Quattro insufficienze gravi e voto basso in condotta. Gli insegnanti lo hanno descritto come un “leader negativo” dall’atteggiamento sfrontato, ma soprattutto incapace di instaurare un rapporto costruttivo con i propri compagni. Tanto da arrivare ad insultare un coetaneo, rendendo necessario l’intervento addirittura del preside. Ma quando i professori lo hanno bocciato per la condotta, i genitori fatto ricorso al Tar, che ha deciso invece per la promozione.
Questi i motivi che avevano spinto il corpo docenti e il consiglio di classe a decidere per la bocciatura di uno studente di seconda media, nel quartiere Pinciano. Vinto il ricorso al Tar, i genitori dello studente hanno ottenuto il nullaosta permettendogli di cambiare scuola ed accedere all’esame finale di terza media. Il tutto perché, secondo il Tar, responsabile dello scarso rendimento rendimento del ragazzo sarebbe demerito degli insegnanti, colpevoli di non aver provveduto con azioni disciplinari adeguate per mettere a freno i comportamenti inadeguati.
La motivazione che è stata data dai giudici ha preso in considerazione gli anni scolastici precedenti, quando il ragazzo aveva avuto invece un rendimento scolastico irreprensibile, sempre promosso con la media del 7. Secondo quanto riferito dai genitori, il ragazzo sarebbe stato penalizzato dopo una lite con un compagno, avvenuta 15 maggio 2013. Quel giorno, infatti, il bambino aveva preso a mali parole un coetaneo durante l’intervallo. Episodio di cui il preside era stato messo a conoscenza e che questi aveva messo a verbale, affermando che a tempo debito avrebbe provveduto alla sanzione disciplinare dell’alunno. Una sanzione che però non è mai arrivata, ma al ragazzo è stato abbassato il voto in condotta. Secondo i giudici, gli insegnanti avrebbero commesso un errore, in quanto “l’abbassamento della condotta ha pesato ulteriormente su un curriculum già deficitario”, mentre una punizione “avrebbe scalfito l’atteggiamento di arroganza e di sicurezza che l’alunno rivelava sovente nei suoi rapporti con i compagni e verso l’istituzione scolastica”. Il rendimento del ragazzino, già “tendente alla scarsa concentrazione e non perfettamente consapevole dei rischi che correva”, avrebbe fatto in modo che arrivasse la bocciatura.

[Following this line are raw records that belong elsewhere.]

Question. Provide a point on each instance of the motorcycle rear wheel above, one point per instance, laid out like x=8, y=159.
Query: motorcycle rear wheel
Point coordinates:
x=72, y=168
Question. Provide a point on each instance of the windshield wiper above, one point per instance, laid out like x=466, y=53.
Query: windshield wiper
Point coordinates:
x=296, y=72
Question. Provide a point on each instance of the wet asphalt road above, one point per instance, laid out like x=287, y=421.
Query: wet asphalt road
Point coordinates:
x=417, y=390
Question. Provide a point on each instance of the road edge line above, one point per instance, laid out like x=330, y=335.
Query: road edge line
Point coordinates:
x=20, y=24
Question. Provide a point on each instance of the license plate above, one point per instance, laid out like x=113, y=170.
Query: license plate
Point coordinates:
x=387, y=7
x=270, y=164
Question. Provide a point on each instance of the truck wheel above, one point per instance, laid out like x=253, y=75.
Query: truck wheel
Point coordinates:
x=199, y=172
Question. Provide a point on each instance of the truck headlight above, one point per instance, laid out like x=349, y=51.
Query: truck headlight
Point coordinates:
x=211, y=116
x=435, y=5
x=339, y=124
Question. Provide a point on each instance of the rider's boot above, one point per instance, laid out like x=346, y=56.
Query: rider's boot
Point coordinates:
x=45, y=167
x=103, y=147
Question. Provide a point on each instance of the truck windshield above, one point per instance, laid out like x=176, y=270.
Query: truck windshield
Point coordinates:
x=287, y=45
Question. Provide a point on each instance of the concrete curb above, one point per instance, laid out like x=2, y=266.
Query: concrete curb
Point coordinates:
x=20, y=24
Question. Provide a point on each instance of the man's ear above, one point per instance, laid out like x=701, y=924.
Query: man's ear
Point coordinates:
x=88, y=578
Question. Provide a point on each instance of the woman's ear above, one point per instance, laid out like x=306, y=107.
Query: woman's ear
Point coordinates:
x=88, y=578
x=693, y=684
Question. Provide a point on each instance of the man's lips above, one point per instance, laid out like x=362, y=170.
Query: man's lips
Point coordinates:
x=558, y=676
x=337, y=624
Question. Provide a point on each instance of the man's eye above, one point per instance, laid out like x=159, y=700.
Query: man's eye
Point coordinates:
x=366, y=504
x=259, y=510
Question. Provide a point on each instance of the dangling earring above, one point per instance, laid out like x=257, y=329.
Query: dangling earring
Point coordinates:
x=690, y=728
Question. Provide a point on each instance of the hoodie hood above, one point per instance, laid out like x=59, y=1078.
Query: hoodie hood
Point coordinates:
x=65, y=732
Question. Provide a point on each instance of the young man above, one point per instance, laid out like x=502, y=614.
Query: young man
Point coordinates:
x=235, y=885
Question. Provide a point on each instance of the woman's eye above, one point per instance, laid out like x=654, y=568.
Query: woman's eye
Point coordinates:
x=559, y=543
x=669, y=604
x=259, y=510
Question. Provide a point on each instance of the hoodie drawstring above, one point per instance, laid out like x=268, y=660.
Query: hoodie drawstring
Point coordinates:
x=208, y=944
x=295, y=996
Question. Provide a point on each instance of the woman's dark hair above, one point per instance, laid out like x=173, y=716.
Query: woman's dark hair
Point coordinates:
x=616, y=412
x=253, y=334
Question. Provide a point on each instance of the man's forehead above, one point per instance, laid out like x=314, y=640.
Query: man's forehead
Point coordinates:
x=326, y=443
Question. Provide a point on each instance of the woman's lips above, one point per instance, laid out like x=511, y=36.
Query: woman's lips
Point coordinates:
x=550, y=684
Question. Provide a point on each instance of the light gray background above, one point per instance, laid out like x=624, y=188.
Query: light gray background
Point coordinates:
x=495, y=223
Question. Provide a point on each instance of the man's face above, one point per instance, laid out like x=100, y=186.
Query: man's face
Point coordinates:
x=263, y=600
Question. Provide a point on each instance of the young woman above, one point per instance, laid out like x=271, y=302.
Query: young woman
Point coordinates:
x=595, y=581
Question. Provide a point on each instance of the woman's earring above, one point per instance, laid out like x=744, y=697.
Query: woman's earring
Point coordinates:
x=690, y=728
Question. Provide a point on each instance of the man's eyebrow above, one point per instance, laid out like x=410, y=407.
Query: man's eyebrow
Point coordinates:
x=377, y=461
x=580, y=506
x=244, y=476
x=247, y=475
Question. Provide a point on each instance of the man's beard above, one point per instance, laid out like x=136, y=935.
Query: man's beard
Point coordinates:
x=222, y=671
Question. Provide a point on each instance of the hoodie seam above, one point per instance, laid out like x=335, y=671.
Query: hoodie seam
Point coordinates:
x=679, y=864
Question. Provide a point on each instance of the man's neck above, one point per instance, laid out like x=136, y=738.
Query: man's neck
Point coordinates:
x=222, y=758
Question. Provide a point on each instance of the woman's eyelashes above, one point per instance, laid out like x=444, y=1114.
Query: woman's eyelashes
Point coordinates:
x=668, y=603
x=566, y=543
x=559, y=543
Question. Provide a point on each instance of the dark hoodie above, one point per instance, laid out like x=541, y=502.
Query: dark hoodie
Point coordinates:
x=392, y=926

Come si legge nel testo della sentenza, però, “il bambino avrebbe potuto essere recuperato”. L’alunno cercava di impegnarsi almeno in occasione dei compiti in classe, preparandosi quel tanto che bastava per raggiungere la sufficienza, rimanendo incostante per tutto il resto. Un dettaglio che, secondo il tribunale, non deve essere interpretato come una nota a sfavore per l’alunno. In quanto, concludono i giudici, “l’atteggiamento di incostanza e la sicurezza nel comportamento arrogante sono stati incentivati dalla mancanza di una risposta disciplinare severa”.